On Sunday June 28th at 19:15 (07:15 PM) CEST our monitoring system alerted the standby operator that several servers in the NL3 hosting location were unavailable. The standby operator investigated the issue and noticed that the servers were unreachable, and datacenter management tools were not working.
The standby engineer contacted the hosting provider to continue troubleshooting this issue, and the hosting provider confirmed the issue. The hosting provider started investigating the issue with the highest priority, and promptly escalated the problem when it could not be resolved soon. Additional engineers were called in, and after a long troubleshooting session the issue appeared to be fully resolved at 02:00 (AM) on Monday.
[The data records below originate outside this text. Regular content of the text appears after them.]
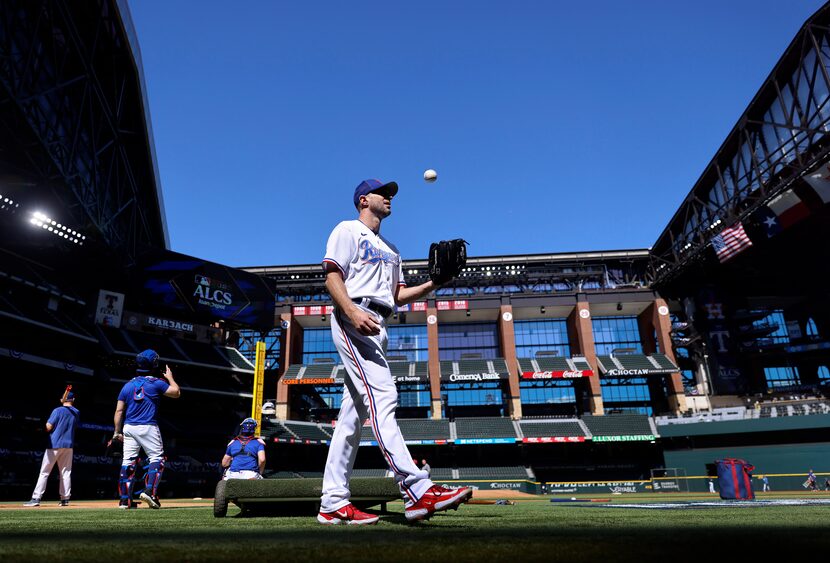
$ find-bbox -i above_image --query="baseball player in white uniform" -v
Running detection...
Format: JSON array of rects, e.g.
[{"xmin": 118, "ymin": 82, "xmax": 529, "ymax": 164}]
[{"xmin": 317, "ymin": 179, "xmax": 472, "ymax": 525}]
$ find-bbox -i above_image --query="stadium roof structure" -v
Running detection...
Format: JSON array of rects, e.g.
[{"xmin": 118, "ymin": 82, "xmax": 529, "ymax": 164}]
[
  {"xmin": 241, "ymin": 249, "xmax": 649, "ymax": 302},
  {"xmin": 0, "ymin": 0, "xmax": 169, "ymax": 264},
  {"xmin": 651, "ymin": 4, "xmax": 830, "ymax": 289}
]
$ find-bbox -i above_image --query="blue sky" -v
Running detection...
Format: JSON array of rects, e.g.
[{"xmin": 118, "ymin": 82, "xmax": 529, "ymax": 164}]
[{"xmin": 130, "ymin": 0, "xmax": 822, "ymax": 266}]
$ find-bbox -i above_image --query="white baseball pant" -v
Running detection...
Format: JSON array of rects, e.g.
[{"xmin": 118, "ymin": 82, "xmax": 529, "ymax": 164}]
[
  {"xmin": 32, "ymin": 448, "xmax": 72, "ymax": 500},
  {"xmin": 320, "ymin": 309, "xmax": 433, "ymax": 512},
  {"xmin": 123, "ymin": 424, "xmax": 164, "ymax": 463}
]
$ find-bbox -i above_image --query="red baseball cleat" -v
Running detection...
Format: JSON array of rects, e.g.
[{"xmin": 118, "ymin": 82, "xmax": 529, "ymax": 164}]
[
  {"xmin": 406, "ymin": 485, "xmax": 473, "ymax": 522},
  {"xmin": 317, "ymin": 504, "xmax": 378, "ymax": 526}
]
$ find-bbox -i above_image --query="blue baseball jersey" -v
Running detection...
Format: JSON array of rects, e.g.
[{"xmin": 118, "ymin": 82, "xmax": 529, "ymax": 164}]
[
  {"xmin": 225, "ymin": 438, "xmax": 265, "ymax": 471},
  {"xmin": 47, "ymin": 407, "xmax": 81, "ymax": 449},
  {"xmin": 118, "ymin": 375, "xmax": 170, "ymax": 425}
]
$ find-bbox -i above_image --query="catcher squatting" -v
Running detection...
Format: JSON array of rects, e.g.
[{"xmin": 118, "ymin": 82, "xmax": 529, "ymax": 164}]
[{"xmin": 317, "ymin": 179, "xmax": 472, "ymax": 525}]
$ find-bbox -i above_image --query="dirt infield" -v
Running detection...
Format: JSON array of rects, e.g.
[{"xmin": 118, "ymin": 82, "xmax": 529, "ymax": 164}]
[
  {"xmin": 0, "ymin": 498, "xmax": 213, "ymax": 510},
  {"xmin": 0, "ymin": 490, "xmax": 546, "ymax": 511}
]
At 07:25 (AM) on Monday one of our engineers noticed that a part of the infrastructure in the NL3 hosting location had not recovered fully. The issue was resolved in a few minutes, meaning some features in TOPdesk could have malfunctioned until 7:30 AM.
Root cause
A port on the storage array used to host databases and files for TOPdesk SaaS environments was malfunctioning. This issue was hard to detect, as the hosting provider used the same storage array for it’s management systems and monitoring system.
Action points
The hosting provider will make sure the monitoring system for the storage array uses a different storage system. A separate investigation is started to find the root cause of the failing monitoring system.
TOPdesk has identified some points of improvement in the communication towards customers and with the hosting provider. We’ll follow up on the internal communication improvements, and will contact the hosting provider to further improve our collaboration during disruptions that affect our customers.
Update 13-07-2020
To further troubleshoot the problem, all relevant cables and network cards on the machine have been replaced by the hosting provider. The team also tested assigning a machine different ports on the switch, and different switchports on the storage.
As there was some network congestion detected, the uplink capacity will be expanded to prevent future issues.
The hosting provider has added alert rules on its monitoring system so their standby operators are immediately informed when storage is unreachable.